Making the transition from college to the working world is always difficult. But it's even harder when you're the only rookie. At offices that hire scores of college grads every year, new employees go through training together, ask stupid questions together, and lament over their lowly status. But when you're the only college hire, all the normal insecurities about starting an adult life feel like they're uniquely yours -- because you can't see anyone else going through the same thing.
What's worse, if there's a big generation gap in the office, senior workers sometimes don't know what to make of a fresh college grad. The young person doesn't know the industry lingo and seems more like a kid than a co-worker. So the young grad not only feels like an alien, but sometimes gets treated like one, too.
"Every new employee feels like an idiot" at some point, says Brad Karsh, president of JobBound, a Chicago-based career-counseling service. "But if you're sitting there by yourself and everyone else is 30 years old and they've got the lay of the land, you're going to really start to doubt yourself."
If you're lucky, you'll have a compassionate boss who will offer reassurance and be patient with basic questions. But your boss can't be your therapist when you're drowning in self-doubt. And even the most patient boss doesn't have time to answer all your tiny questions all the time.
So young workers who have succeeded in this environment have learned to be their own mental cheerleader, figured out who can help them and suppressed their embarrassment about being so ignorant. "If you feel like you're isolated and you feel like you're the only one, you have to do something to overcome it," Ms. Jones says. "If you go in thinking, 'Oh my gosh, I'm the youngest person here, I don't know what I'm doing,' -- if you go in feeling overwhelmed -- you're not going to get anything accomplished."
Ms. Jones found a mentor. Not a formal one, just someone who was a little bit older and wouldn't be irritated by frequent, basic questions. Ms. Jones found her by chatting with colleagues about personal interests. She hit it off with one woman who was about seven years older and had a lot in common with her. Both were athletic. Ms. Jones was a competitive swimmer at Babson College; the older colleague enjoyed swimming, running and marathons. They were both avid travelers, too. The woman had the same job as Ms. Jones, but had worked at the company longer.

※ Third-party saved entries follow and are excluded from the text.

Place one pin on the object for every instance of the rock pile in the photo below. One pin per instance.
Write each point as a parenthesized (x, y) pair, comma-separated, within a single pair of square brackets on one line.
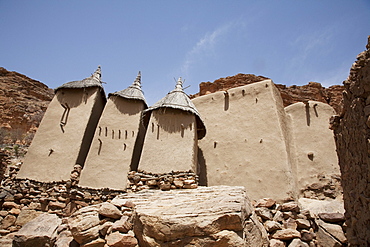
[(352, 134), (23, 102), (21, 200), (326, 188), (175, 180), (207, 216), (290, 226)]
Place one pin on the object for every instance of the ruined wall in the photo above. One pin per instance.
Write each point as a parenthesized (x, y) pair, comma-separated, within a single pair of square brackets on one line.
[(352, 135), (170, 142), (312, 144), (246, 140), (62, 132), (110, 155)]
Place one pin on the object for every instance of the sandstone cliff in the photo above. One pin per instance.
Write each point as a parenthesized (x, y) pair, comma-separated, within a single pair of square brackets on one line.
[(23, 102), (352, 134), (293, 94)]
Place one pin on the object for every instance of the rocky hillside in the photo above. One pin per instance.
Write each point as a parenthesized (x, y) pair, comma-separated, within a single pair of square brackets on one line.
[(290, 95), (23, 102)]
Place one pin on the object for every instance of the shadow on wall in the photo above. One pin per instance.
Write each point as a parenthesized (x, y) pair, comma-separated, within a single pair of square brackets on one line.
[(202, 168), (73, 97), (173, 121), (121, 105)]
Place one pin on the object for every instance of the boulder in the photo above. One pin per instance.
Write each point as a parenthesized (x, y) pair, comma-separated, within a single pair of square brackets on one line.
[(95, 243), (117, 239), (264, 213), (84, 224), (334, 230), (8, 221), (179, 217), (276, 243), (40, 231), (109, 210), (272, 226), (332, 217), (298, 243), (265, 202), (123, 225), (26, 215), (286, 234), (320, 206), (290, 206), (228, 238)]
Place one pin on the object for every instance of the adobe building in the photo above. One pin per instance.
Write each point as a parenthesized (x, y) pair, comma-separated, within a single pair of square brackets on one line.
[(246, 142), (113, 151), (312, 144), (66, 130), (172, 134), (253, 141)]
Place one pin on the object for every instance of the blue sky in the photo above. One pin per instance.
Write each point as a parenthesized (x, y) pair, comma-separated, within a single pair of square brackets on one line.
[(291, 42)]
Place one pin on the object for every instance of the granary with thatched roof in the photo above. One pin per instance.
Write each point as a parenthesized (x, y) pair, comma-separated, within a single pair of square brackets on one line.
[(66, 130), (172, 134), (117, 141)]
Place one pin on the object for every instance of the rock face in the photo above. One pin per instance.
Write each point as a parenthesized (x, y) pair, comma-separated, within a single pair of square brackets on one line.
[(293, 94), (206, 216), (23, 102), (352, 133), (39, 232)]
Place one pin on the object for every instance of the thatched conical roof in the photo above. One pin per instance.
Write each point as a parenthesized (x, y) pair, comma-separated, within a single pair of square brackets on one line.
[(93, 81), (132, 92), (178, 99)]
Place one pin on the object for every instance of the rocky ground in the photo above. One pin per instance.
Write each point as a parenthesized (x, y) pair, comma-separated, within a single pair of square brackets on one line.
[(205, 216)]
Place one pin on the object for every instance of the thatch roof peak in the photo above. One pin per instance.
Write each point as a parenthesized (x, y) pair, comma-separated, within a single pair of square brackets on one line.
[(93, 81), (132, 92), (178, 99)]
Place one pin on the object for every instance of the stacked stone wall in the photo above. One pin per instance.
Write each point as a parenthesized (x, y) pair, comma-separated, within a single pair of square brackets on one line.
[(352, 133)]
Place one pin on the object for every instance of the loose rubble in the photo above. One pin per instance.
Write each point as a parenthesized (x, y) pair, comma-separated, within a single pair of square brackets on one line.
[(167, 181), (289, 225)]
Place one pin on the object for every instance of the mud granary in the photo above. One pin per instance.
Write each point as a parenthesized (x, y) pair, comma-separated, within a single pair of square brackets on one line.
[(242, 136)]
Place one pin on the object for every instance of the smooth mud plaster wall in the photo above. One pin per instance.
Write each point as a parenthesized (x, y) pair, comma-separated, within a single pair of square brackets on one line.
[(312, 143), (110, 155), (63, 131), (246, 141), (170, 142)]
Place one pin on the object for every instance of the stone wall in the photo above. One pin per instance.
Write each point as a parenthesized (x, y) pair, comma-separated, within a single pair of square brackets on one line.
[(352, 133)]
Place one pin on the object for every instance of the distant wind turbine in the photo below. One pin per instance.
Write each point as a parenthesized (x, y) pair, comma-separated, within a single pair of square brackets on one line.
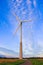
[(20, 26)]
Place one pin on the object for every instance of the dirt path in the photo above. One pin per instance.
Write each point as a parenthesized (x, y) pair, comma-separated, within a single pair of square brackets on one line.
[(27, 63)]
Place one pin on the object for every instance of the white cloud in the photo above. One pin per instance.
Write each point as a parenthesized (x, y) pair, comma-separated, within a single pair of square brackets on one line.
[(29, 2), (19, 1), (34, 3)]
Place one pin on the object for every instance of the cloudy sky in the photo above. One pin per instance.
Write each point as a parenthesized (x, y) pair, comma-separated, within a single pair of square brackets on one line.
[(32, 32)]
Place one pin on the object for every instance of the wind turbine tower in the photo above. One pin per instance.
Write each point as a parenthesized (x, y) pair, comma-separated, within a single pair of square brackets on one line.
[(20, 26)]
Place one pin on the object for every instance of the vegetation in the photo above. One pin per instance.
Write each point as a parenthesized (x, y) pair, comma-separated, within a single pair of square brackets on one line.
[(36, 61), (18, 62)]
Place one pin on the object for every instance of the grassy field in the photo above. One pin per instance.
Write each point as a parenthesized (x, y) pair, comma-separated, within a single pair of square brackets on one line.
[(18, 62), (11, 61), (36, 61)]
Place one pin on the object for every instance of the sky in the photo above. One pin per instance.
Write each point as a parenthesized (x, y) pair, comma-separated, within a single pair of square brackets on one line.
[(32, 32)]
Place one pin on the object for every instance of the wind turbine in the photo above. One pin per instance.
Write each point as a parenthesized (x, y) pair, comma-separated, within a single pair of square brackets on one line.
[(20, 26)]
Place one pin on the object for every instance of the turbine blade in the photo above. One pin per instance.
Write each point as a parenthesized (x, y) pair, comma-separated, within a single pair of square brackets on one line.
[(16, 29), (26, 20), (17, 18)]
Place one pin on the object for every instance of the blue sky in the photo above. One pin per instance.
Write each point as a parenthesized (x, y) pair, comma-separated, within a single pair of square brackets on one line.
[(32, 32)]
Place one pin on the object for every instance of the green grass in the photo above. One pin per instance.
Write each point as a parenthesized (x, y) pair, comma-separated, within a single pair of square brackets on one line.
[(36, 62), (18, 62)]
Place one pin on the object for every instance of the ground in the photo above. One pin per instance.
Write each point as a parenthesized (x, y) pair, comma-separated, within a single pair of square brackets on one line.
[(31, 61)]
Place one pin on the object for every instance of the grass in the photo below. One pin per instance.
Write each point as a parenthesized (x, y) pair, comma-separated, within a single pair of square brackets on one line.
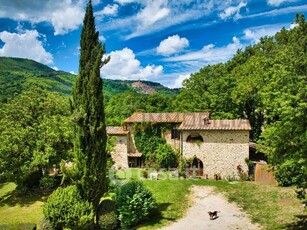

Ms. Jones peppered her with questions: What to wear? What kind of insurance plan was best? Who was in a good mood that day, and who wasn't? The woman also taught Ms. Jones how to anticipate project deadlines. Experienced workers had learned that certain reports would likely be due at the same time every year. But the boss might not assign those projects very far in advance. So when Ms. Jones got a head's up from her mentor to start working on a project that would likely be assigned in a week, she helped Ms. Jones better manage her workload.
Ms. Jones also vented to friends her age outside work. That enabled her to realize she wasn't the only one experiencing new-worker anxiety. "We'd all be like, 'Oh, we had such a terrible day,' " she recalls. "That was always a good stress reliever."
Kevin Passolt, a 22-year-old who is the youngest person on his account team at an ad agency in California, had to gain the confidence to contribute ideas. At first, he worried about whether to speak up in meetings. When he started hearing other people say things he had considered saying, he realized his ideas weren't crazy.
He also devised a strategy for getting his basic questions answered. Rather than go to his boss with everything, he started from the bottom up, asking more junior colleagues first. If they didn't know, he'd work his way up the ladder until he found someone who knew the answer. He also had to put aside any embarrassment about his ignorance. "It was just no shame -- I was constantly asking questions," he says. "I knew there was just no way that I could have known, so I just asked."